"As surely as there is a voyage away, there is a journey home."
-Jack Kornfield

18 November 2010

Lumbini. Pilgrimage

Walking the dusty paths, the same strides taken by pilgrims from all Buddhist faiths, the countriesas diverse as the skin tones, as scattered as the tongues, as varied as the hues of the clothes that drape; Cambodians and Thais in bright orange temple robes; Sri Lankans and Vietnamese in the deep browns of the monsoon season earth; Tibetans in maroon and crimson.

Millenia ago, on these same dusty paths, the same ancient rice paddies dotting the fading horizon, the same crickets greeting the flaming orange horizon, the same primal screams of roving bands of jackals under the starry sky, walked the Buddha himself, a simple man, a simple message.

The chanting of the Korean monks reverberated off the cavernous confines of the unfinished, concrete gray temple; the sound waves collided with my silent mind and stirred my soul.

I smiled deeply and bowed to the moment. What an astonishing adventure this has been, all these years.

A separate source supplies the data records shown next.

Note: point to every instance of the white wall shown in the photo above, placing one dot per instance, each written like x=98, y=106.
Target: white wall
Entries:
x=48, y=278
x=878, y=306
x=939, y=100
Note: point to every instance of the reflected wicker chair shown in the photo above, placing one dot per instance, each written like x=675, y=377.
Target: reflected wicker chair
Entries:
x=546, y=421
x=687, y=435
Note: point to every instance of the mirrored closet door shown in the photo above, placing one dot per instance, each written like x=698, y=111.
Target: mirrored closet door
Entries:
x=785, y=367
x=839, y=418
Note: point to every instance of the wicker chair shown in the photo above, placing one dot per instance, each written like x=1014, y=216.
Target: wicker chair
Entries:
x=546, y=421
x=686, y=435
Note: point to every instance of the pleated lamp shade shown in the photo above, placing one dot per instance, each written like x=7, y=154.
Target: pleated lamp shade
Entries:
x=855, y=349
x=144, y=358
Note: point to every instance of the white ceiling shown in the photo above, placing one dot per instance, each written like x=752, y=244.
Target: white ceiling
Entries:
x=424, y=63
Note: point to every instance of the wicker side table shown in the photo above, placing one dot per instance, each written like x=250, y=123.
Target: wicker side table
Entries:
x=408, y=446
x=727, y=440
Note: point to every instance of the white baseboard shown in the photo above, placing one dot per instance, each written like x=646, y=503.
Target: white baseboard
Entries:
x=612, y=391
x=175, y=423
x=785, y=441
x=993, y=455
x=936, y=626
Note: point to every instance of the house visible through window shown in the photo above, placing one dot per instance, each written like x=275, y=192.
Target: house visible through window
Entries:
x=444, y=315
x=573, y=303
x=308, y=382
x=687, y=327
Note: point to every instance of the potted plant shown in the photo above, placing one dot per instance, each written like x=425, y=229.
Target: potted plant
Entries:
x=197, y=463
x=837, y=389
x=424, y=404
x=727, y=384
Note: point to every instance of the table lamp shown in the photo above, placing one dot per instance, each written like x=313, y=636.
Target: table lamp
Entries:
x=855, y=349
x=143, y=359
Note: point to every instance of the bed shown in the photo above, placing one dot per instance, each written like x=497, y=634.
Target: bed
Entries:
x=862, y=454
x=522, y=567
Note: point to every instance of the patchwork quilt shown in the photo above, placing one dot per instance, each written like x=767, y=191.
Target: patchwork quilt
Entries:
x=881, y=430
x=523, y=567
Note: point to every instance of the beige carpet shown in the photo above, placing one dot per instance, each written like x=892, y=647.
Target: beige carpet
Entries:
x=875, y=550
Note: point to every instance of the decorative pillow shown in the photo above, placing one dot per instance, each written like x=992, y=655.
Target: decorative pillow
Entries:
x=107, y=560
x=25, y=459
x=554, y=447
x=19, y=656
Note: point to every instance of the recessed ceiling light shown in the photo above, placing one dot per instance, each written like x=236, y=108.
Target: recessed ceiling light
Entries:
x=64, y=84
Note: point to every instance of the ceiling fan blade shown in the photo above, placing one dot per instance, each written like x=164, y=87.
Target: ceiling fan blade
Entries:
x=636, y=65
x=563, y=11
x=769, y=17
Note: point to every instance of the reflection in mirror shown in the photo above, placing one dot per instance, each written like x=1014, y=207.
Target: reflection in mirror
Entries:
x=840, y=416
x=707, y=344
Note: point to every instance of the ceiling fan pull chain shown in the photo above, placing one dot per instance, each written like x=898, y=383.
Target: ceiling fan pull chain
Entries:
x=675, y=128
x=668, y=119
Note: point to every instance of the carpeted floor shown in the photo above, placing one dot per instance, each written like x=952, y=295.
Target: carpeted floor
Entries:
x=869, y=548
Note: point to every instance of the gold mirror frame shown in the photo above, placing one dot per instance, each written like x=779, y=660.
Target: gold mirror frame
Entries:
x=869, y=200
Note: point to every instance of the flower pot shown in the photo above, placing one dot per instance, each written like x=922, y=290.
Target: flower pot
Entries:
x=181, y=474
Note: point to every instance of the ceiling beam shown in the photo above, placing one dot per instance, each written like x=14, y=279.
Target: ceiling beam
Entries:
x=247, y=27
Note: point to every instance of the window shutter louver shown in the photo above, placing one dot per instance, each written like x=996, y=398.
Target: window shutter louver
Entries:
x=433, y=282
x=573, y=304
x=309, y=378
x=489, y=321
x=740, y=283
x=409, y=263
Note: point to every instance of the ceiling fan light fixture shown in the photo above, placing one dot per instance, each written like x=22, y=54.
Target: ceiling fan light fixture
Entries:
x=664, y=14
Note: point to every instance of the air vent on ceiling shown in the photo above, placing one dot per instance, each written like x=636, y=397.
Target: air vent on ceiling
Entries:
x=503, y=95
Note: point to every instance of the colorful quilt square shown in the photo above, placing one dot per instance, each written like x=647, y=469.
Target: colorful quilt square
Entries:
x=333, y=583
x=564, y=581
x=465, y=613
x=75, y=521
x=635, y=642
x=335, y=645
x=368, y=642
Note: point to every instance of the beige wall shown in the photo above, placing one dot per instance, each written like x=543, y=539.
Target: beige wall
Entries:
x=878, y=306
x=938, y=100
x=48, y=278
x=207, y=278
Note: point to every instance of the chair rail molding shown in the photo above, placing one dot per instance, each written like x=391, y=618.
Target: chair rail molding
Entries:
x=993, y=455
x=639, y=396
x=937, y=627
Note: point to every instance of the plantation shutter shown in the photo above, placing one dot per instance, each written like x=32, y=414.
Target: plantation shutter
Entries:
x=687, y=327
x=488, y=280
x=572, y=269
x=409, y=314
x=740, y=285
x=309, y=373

“The Tibetans liken the mind to a great clear sky, a cloudless sky. All the phenomena of the mind and body are happenings in this clear sky. They are not the sky itself. The sky is clear and unaffected by what is happening. The clouds come and go, the winds come and go, the rain and sunlight all come and go, but the sky remains clear. Make the mind like a big clear sky and let everything arise and vanish on its own.”